Amazon’s quarterly profit nears US$2 billion
Amazon’s quarterly profit reached a record US$1.86 billion in the three months to December 31, fuelled by millions of new customers to its Prime fast-shipping club.
There was also a provisional $789 million boost to its bottom line from the US government’s tax bill which was passed in December.
“This was another blow-out quarter for Amazon,” said GBH Insights analyst Daniel Ives. “The retail strength was eye-popping as the company had a banner holiday season and looked to capture roughly 50 per cent of all e-commerce holiday season sales.”
“Our 2017 projections for Alexa were very optimistic, and we far exceeded them,” said founder and CEO Jeff Bezos.
Neil Saunders, MD of GlobalData Retail, said that with 38.2 per cent sales growth in the final quarter, Amazon was one of the clear winners over the holiday season.
“Admittedly this number is flattered by the inclusion of Whole Foods revenue, but even when this is stripped out, Amazon still increased sales by an impressive 27.9 per cent. Given this is above the trajectory of recent growth, it is safe to say that Amazon shows no signs of slowing down.”
Saunders said the figures clearly show Amazon’s primary growth opportunities now lie in services.
“Prime and subscription revenue, for example, increased by 46 per cent over the prior year. This is an impressive uplift and demonstrates Amazon is pulling more and more consumers into its ecosystem of content and services.”
Allied with the increase in Prime membership is the rise in sales of Echo devices.
“Our data show these were popular gifting and self-purchase items over the holiday period. Amazon now has a clear edge over other smart device manufacturers. This, and the fact Prime offers far more benefits and services than rivals, means Amazon should be able to withstand increasing competition from Apple, Google, and others as they launch and upgrade their smart speakers and connected home products
Growth from services, as well as the addition of Whole Foods, is helping to strengthen Amazon’s bottom line. This quarter, net income increased by a stellar 147.8 per cent while operating profit rose by a very respectable 69.5 per cent.

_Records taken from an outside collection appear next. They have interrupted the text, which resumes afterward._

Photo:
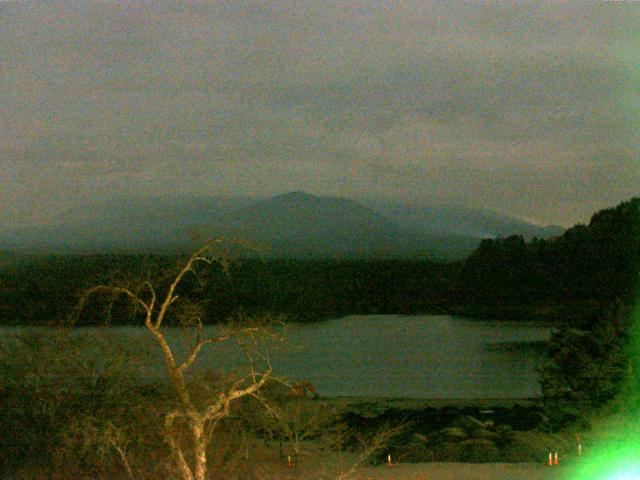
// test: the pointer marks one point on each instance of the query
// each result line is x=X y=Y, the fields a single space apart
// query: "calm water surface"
x=382 y=356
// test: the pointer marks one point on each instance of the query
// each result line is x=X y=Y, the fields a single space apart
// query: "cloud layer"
x=530 y=109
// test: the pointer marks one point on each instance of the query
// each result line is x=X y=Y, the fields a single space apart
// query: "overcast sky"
x=532 y=109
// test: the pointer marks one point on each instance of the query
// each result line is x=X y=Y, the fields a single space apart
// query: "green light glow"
x=619 y=457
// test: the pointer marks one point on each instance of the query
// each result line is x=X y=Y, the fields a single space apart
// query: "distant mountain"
x=294 y=224
x=433 y=219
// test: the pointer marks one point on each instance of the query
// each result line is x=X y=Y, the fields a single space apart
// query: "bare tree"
x=200 y=420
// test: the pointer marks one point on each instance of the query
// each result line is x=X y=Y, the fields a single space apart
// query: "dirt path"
x=463 y=471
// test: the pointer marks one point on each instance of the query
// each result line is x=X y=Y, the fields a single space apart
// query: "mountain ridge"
x=296 y=224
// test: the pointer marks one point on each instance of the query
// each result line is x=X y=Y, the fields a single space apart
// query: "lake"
x=423 y=356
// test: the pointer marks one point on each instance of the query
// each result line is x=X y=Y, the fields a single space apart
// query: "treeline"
x=587 y=267
x=48 y=289
x=597 y=263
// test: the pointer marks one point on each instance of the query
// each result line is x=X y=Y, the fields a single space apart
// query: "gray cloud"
x=531 y=109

“This is in spite of increased investment and higher losses from the international operation. Notably, the better profit outcome also masks the pressure on margins from increased delivery and fulfillment costs: these rose by 56.9 per cent over the prior year and as a proportion of product sales rose to 21.7 per cent from 18.7 per cent in the same period last year.

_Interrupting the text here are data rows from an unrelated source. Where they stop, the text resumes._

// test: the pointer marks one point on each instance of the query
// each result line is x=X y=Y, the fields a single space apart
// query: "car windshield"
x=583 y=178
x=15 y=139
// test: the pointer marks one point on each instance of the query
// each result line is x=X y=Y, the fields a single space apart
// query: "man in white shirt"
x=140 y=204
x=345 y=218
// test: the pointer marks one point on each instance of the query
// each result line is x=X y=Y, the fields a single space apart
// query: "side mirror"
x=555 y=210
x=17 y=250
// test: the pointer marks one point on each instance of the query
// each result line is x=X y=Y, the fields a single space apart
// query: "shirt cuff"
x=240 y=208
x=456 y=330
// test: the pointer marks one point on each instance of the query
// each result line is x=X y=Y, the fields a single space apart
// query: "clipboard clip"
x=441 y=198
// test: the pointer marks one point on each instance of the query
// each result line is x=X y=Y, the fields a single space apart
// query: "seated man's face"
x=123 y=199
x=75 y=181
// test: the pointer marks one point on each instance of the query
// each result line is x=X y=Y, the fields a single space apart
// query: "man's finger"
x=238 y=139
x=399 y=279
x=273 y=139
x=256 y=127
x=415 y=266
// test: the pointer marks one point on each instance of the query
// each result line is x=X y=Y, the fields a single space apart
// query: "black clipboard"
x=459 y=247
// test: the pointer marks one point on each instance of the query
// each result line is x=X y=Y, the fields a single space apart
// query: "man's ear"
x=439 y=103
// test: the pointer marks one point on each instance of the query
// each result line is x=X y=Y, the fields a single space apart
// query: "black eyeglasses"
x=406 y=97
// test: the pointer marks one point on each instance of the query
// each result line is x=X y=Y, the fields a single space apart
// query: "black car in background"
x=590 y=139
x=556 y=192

“Although Prime revenue offsets some of the fulfillment costs, this income is also used to fund content production, and various other benefits members enjoy. As such, we believe Prime makes only a small contribution to covering Amazon’s fulfillment costs. However, over the longer term, we believe this contribution may increase as Amazon starts to raise the price of membership.”
Saunders said that while Amazon has grown sharply, it is still nowhere near its potential. “There are categories, like home and apparel, where it is underpenetrated and with tweaks to its proposition should be able to make further gains. There are markets around the world, like Australia, where Amazon is just getting started and has significant scope to boost sales. There are areas, like healthcare, that it is seeking to disrupt in the future. And there is Whole Foods, where some progress has been made – but which has yet to feel the full force of Amazon’s innovative approach.
“In other words, Amazon has a lot more runway to grow.”